8 min read

Objects that feel mutable in R

In R, most often, to change an object, you need to re-assign its new value to it. But sometimes, things feel different because objects are mutable or it seems they are, be it in base R code or in the code of packages. Why and how to provide a mutable API/interface in R code? In this blog post, we shall explore a few odd examples a few examples to better understand mutable APIs in R.

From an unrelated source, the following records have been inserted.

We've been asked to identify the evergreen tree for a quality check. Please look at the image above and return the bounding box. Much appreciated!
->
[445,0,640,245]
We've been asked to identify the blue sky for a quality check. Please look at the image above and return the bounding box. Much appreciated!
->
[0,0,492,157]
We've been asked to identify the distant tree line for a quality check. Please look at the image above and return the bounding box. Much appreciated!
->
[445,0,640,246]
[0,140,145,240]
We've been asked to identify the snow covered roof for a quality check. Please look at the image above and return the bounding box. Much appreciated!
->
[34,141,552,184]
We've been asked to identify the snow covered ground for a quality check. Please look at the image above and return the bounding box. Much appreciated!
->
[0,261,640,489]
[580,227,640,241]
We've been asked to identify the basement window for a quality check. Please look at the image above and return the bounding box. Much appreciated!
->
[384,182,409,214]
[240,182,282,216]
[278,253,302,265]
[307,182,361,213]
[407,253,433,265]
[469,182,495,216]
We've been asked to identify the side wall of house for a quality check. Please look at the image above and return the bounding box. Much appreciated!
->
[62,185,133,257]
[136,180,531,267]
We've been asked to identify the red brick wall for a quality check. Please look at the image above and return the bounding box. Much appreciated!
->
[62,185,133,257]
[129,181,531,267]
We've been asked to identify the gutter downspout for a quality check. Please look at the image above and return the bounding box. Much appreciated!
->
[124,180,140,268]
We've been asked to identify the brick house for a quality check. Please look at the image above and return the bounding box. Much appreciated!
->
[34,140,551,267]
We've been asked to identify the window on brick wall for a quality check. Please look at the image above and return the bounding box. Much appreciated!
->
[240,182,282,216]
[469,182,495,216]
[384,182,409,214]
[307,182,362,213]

Preamble: what do we mean by mutable?

What is mutable

As explained in the chapter “Names and values” of the Advanced R book by Hadley Wickham, in R, most objects are actually not mutable. In particular, there’s the copy-on-modify behaviour. The book has very clear diagrams showing how an object is bound to a name. Often, when you think you’re modifying an object,

x <- c(1, 7)
x[2] <- 2

a new object with a new value has been created and bound to the initial name. The original object is unchanged, it’s not mutable. In the “Advanced R” book, a subsection is dedicated to tracemem() and explains “Once you call that function with an object, you’ll get the object’s current address”.

x <- c(1, 7)
tracemem(x)
## [1] "<0x564b0de79f38>"
x[2] <- 2
## tracemem[0x564b0de79f38 -> 0x564b0dedfc18]: eval eval withVisible withCallingHandlers handle timing_fn evaluate_call <Anonymous> evaluate in_dir block_exec call_block process_group.block process_group withCallingHandlers process_file <Anonymous> <Anonymous> eval eval eval eval eval.parent local

We see that the address of “x” changes, a new object has been bound to that name, it’s not the original object with the original address that has been modified. Environments are one of the R object types that are mutable, they can be modified in place.

What feels mutable

In this post, we’re actually interested in any method or tool that makes something feel mutable.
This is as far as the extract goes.